The grant will fund a three-year program by the Energy Technology Innovation Policy research group, aimed at finding methods to reduced greenhouse gases.

The Doris Duke Charitable Foundation chose to give Harvard funds from its $100 million Climate Change Initiative because of the University’s prolonged focus on the issue, according to Kelly S. Gallagher, director of the Energy Technology Innovation Policy research group.

“The fact that Harvard has a ten-year history of studying policy for energy innovation was the decisive factor in Harvard winning this grant,” she said.

The grant was one of five that the Foundation announced last Thursday, totalling $6.6 million.

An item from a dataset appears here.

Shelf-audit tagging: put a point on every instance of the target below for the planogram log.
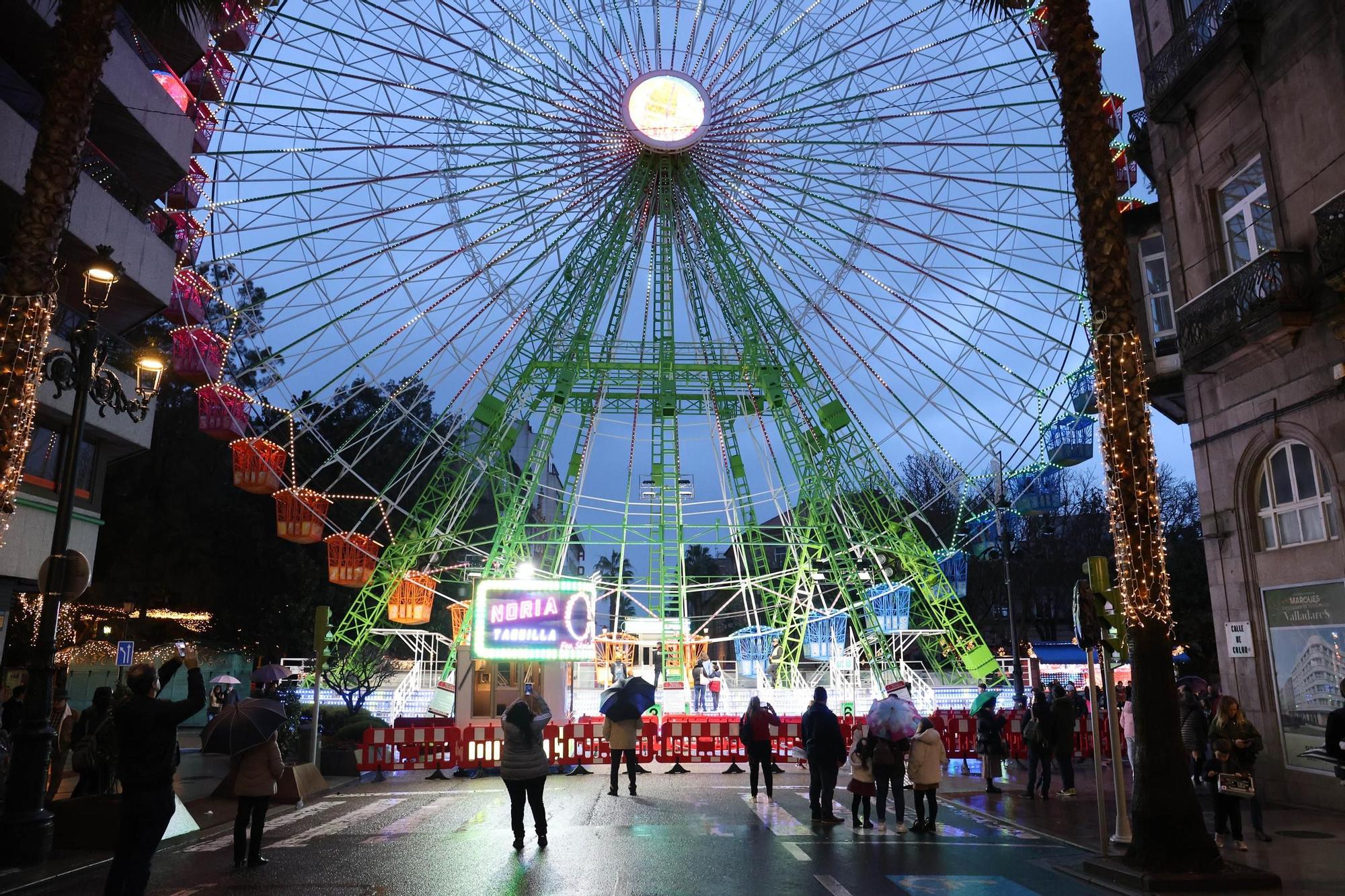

Each grant–including those awarded to MIT, Carnegie Mellon, the nonprofit Clean Air Task Force and the Bipartisan Policy Center—has a unique focus.

The Harvard grant aims to speed up the development of clean-energy technologies, according to the Foundation’s press release.

The Kennedy School group will study the efficacy of past and present U.S. policies intended to encourage clean-energy research, as well as the role government and business in Europe, China, Japan, and India play in the development of energy technology.

Andrew Bowman, director of the Climate Change Initiative at the Duke Foundation, expressed confidence in the potential of the grant.

“By focusing these grants on how energy technology innovation occurs and how it can be improved through better policy, the aim is to ensure that tomorrow’s clean energy technologies emerge on an accelerated timeline,” he said, according to the press release.